Count Zinzendorf, the leader of the Moravians, is said to have been the first white man to set foot in the Wyoming Valley of Pennsylvania. While on a visit to America in 1742, he penetrated this region with his daughter and a few companions, to open mission work among the Shawanese. Conrad Weiser, the colonial Indian interpreter, like Count Zinzendorf himself, an observer of the seventh-day Sabbath, had piloted the party to the Indian village, near the present Plymouth, and then returned, leaving them in the wilds.

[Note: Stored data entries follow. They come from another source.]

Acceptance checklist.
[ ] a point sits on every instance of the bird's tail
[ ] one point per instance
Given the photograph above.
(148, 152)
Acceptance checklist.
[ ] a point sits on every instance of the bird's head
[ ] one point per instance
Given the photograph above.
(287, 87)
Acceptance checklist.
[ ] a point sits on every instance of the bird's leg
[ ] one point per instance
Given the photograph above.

After a time, the Indians, suspicious and covetous, laid a plan to assassinate the party. Of how their plan was frustrated, Charles Miner, in his History of Wyoming, speaks as follows:

“Zinzendorf was alone in his tent, seated upon a bundle of dry weeds which composed his bed, and engaged in writing, when the assassins approached to execute their bloody commission. It was night; and the cool air of September had rendered a small fire necessary to his comfort and convenience. A curtain, formed of a blanket and hung upon pins, was the only guard to the entrance of his tent.

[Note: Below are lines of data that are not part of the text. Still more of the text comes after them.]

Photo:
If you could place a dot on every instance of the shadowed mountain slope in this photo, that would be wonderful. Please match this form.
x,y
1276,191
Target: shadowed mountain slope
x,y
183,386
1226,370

“The heat of his fire had aroused a large rattle-snake which lay in the weeds not far from it; and the reptile, to enjoy it more effectually, crawled slowly into the tent and passed over one of his legs, undiscovered. Without, all was still and quiet except the gentle murmur of the river at the rapids, about a mile below.

“At this moment the Indians softly approached the door of his tent; and, slightly removing the curtain, they contemplated the venerable man who was too deeply engaged in the subject of his thoughts to notice either their approach or the snake which lay extended before him.

“At a sight like this, even the heart of the savages shrunk from the idea of committing so horrid an act;

and, quitting the spot, they hastily returned to the town and informed their companions that the Great Spirit protected the white man; for they had found him with no door but a blanket and had seen a large rattlesnake crawl over his legs without attempting to injure him. This circumstance, together with the arrival soon afterward of Conrad Weiser, procured the friendship and confidence of the Indians.”

Conrad Weiser’s timely arrival was also a direct intervention of Providence, being due to the fact that, although he was far away, attending to other duties,

he was seized with the conviction that Zinzendorf was in danger; so he hastened back, and arrived just in time to assist the missionary in the crisis.